阪和線への乗り換えは、中央口改札側より上に上がり、右へ行くと阪和線ホームがある。
乗り換えの最中、島崎さんが聞いてきた。
「そういえば、阪和線ホームは高架になるんですか? それにしては、中央口改札を外に行くと、そのまま地上に出ますよね?」
「う~ん。 高架ホームという捉え方は間違いではないけど、間違い。」
僕が答えると、島崎さんは少し困惑した雰囲気で
「どういうことですか?」
「詳しくは、天王寺を出てから説明しようか、そっちのほうが分かりやすいし。」
僕達は、223系2500番台8両の快速 日根野行きに乗った、座る位置は朝の快速と同じである。
そして、電車が天王寺を出発した。
右下には、大阪環状線・大和路線が見えている。 そして、左側は先程まで地上と同じ高さだったが、いつまにか高架になっていた。
「それじゃあ、さっきの質問に答えようか。」
僕が言うと、島崎さんは真剣に聞き始めた。
「大阪市内を南北に貫く、上町大地ていうのがあって、その大地の一番高い場所がこの阿部野橋周辺、もとい天王寺駅の中央改札付近なんだよ。 だから天王寺駅の西端に位置する中央改札付近では地上でも、東側では普通の高さに戻る。 だから、阪和線ホームでは、実際には2階部分に居るのに1階部分に居てるようになったり、大阪環状線・大和路線のホームでは、1階部分にいながら地下に居てる錯覚になるんだよ。」
「あぁ! そういうことだったんですね。
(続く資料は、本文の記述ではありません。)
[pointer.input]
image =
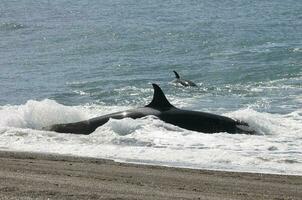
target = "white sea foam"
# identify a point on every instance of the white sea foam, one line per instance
(149, 140)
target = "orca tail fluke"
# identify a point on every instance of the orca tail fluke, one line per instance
(159, 100)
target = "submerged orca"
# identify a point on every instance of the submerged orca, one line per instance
(161, 108)
(181, 81)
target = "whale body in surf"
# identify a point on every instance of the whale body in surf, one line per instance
(161, 108)
(180, 81)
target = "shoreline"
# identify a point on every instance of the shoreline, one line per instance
(50, 176)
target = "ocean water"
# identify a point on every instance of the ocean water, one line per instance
(64, 61)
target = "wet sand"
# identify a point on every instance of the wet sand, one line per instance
(48, 176)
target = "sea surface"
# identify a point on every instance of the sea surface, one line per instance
(64, 61)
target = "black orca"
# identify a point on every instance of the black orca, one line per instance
(161, 108)
(182, 82)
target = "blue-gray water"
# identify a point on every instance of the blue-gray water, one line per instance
(99, 56)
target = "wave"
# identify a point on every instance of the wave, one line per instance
(11, 26)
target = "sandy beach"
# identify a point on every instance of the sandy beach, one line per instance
(47, 176)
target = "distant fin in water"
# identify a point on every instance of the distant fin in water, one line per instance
(176, 75)
(181, 81)
(159, 100)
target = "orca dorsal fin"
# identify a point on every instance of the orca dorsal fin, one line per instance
(176, 74)
(159, 100)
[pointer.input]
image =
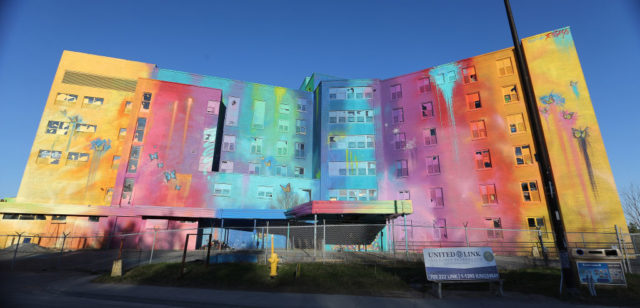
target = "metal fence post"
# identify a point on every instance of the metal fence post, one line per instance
(153, 246)
(466, 233)
(406, 243)
(15, 252)
(315, 233)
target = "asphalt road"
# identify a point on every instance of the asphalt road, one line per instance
(74, 289)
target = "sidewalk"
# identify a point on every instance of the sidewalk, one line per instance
(70, 289)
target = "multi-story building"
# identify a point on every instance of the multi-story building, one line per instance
(125, 146)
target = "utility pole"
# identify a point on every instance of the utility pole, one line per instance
(544, 162)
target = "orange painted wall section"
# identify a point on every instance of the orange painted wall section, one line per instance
(585, 185)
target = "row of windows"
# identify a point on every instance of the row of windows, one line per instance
(350, 93)
(227, 166)
(353, 194)
(435, 196)
(259, 111)
(351, 142)
(482, 161)
(504, 68)
(359, 168)
(351, 116)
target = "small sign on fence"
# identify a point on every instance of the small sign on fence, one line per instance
(603, 273)
(461, 263)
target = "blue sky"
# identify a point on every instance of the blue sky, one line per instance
(280, 42)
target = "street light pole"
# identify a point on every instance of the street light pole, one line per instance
(544, 162)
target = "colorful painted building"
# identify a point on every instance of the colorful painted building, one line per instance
(126, 146)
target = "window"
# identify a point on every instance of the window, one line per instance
(510, 94)
(429, 135)
(299, 150)
(136, 150)
(47, 157)
(66, 99)
(404, 195)
(530, 191)
(302, 105)
(226, 166)
(265, 192)
(488, 194)
(350, 93)
(256, 146)
(523, 155)
(440, 229)
(115, 162)
(504, 67)
(537, 223)
(424, 85)
(478, 129)
(139, 133)
(473, 101)
(92, 101)
(402, 168)
(283, 125)
(281, 147)
(213, 107)
(396, 92)
(361, 168)
(494, 226)
(469, 74)
(400, 140)
(398, 115)
(351, 142)
(228, 143)
(86, 128)
(57, 128)
(220, 189)
(427, 109)
(281, 170)
(433, 165)
(483, 159)
(233, 109)
(254, 168)
(127, 191)
(435, 197)
(77, 158)
(146, 101)
(301, 127)
(258, 114)
(516, 123)
(353, 194)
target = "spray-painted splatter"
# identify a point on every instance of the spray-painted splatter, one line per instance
(581, 135)
(574, 87)
(99, 147)
(445, 77)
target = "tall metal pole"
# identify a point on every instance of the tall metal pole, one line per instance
(544, 162)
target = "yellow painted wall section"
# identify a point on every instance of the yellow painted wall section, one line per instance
(585, 185)
(74, 178)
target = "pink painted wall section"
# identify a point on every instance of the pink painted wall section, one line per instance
(176, 148)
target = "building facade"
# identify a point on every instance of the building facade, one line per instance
(126, 146)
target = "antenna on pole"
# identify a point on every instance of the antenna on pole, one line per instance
(544, 162)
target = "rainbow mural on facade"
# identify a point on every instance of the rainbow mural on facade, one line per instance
(126, 146)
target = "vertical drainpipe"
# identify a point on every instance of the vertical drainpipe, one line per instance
(544, 162)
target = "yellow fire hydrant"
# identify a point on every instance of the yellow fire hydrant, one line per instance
(273, 260)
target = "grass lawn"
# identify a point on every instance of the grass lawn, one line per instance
(401, 279)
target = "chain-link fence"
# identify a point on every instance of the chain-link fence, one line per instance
(350, 243)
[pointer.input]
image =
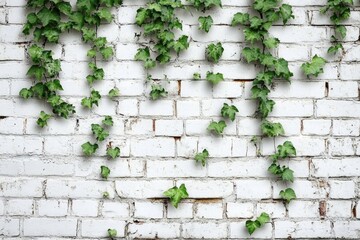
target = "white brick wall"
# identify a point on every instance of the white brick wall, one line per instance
(48, 190)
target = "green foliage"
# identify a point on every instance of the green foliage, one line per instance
(203, 5)
(315, 67)
(159, 21)
(214, 78)
(177, 194)
(113, 152)
(157, 92)
(197, 76)
(202, 157)
(270, 129)
(105, 172)
(45, 70)
(89, 148)
(217, 127)
(43, 118)
(108, 121)
(252, 226)
(112, 233)
(228, 111)
(214, 52)
(340, 11)
(287, 195)
(113, 93)
(205, 23)
(285, 173)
」
島崎さんが納得したようだ
ちなみに掘割部とは、天王寺のような台地に溝を作ることである。
「ちなみに、こういうのは次の快速停車駅でもある、堺市駅でもいえるんだよ。 まぁ、そっちの方は、大地かはわからないけど。」
「それを調べるのが、電車オタクじゃあないの?」
と、姉が言ってきた。 さっきまで沈黙だったのに
「いや、そこは電車オタクより、地形好きがやることじゃあないのか?」
「さぁね、私は寝るわ。」
そう言って、1分も経たないうちに姉から寝息が聞こえてきた
「他にも何か、豆知識を教えて下さい。」
島崎さんから、そう言われたので、僕は、少し電車の豆知識をいくつか教えていると、電車は和泉府中駅を過ぎたので,僕は姉を起こした。 次の停車駅の、東岸和田で普通列車に乗り換えることになっている。
「う~ん? 今どの辺り?」
姉が、目を擦りなから聞いてきた
「え~と、今は和泉府中を過ぎたところですよ。」
島崎さんが、姉に教えた
「うん、ありがとう。 あのさ、島崎さん。」
「なんですか?」
「学校以外では、普通にしゃべってくれてもいいのよ。 私のことは、名前呼びでもいいし。」
「分かりました、結衣さん。」
「僕のことは、今までどおり。 裕樹くんでいいよ。」
「はい。」
その後、僕達は和泉府中で普通電車に乗り換え東貝塚に向かい、家に帰ったのであった。